The standoff has prompted the worst crisis in U.S.-China relations since the 1989 Tiananmen massacre and highlighted the growing political rifts within China’s ruling Communist party.

“For China, the crisis falls into an ongoing struggle between increasingly visible reform-minded moderates within the Communist Party and hard-liners who emphasize security and stability at any cost,” reports suggest:

Some analysts saw Chinese officials’ quick acceptance of Wednesday’s deal as a sign of the reform faction’s sway. In many ways, China’s apparent willingness to give assurances to a foreign country about how it would treat one of its citizens was exceedingly rare.

But the deal’s rapid unraveling could, instead, boost hard-liners.

“The collateral damage here is substantial,” said Kenneth G. Lieberthal, a China expert at Brookings. “If there was a debate on the Chinese side on whether to negotiate, this certainly isn’t good for those who pushed for the deal.”

If Chen is allowed to leave or remain at large, the deal “has larger political implications,” said Nicholas Bequelin, a China researcher at Human Rights Watch. “I can’t see Beijing coming to this decision without disavowing the security apparatus.”

Although his treatment was widely reported in the international media and raised on numerous occasions by foreign governments, Beijing had refused to do anything about the situation until his escape last week .Analysts say that this was most likely because the decision to persecute and silence him was made directly by the country’s powerful security apparatus and no other senior officials dared contradict that decision.
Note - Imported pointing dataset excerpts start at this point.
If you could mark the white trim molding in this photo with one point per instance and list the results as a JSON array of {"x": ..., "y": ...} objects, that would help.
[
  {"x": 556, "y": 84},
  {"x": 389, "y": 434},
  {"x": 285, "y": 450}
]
But the political demise of former Communist party scion Bo Xilai last month has weakened hardliners in the regime, especially Mr Bo’s former close ally Zhou Yongkang, who is in charge of the all-pervasive domestic security forces.

Although he was a recipient of the National Endowment for Democracy‘s 2008 Democracy Award, following a police crackdown on his family and associates, Chen is not a traditional democracy advocate, the Washington Post’s Peter Finn reports:

He did not attack the Communist Party or the system but repeatedly exposed failures to abide by the law as it was written.  ….Local people described women who were eight months pregnant being forced to have abortions. One or both parents of two children were forcibly sterilized, and relatives were held hostage until they complied, Chen reported. All this happened even though the government had outlawed coercion to achieve its development and population goals.

“To Chen, it was another maddening example of the party ignoring its own laws, and when his neighbors asked him what they should do, he suggested a class-action lawsuit against local officials,” wrote Philip P. Pan, a former Washington Post reporter, in his book “Out of Mao’s Shadow: The Struggle for the Soul of a New China.” “In the quarter century since the party adopted the one-child policy, no one had ever attempted a mass legal challenge against the state’s power to compel sterilization and abortion.”

In an interview Thursday from his hospital bed, Chen said he planned to continue “to promote social progress and judicial system improvement in China.”

“Society must become more and more fair in the future,” Chen said. “It’s just a matter of time. It depends on how many people make efforts and how big the efforts we make are.”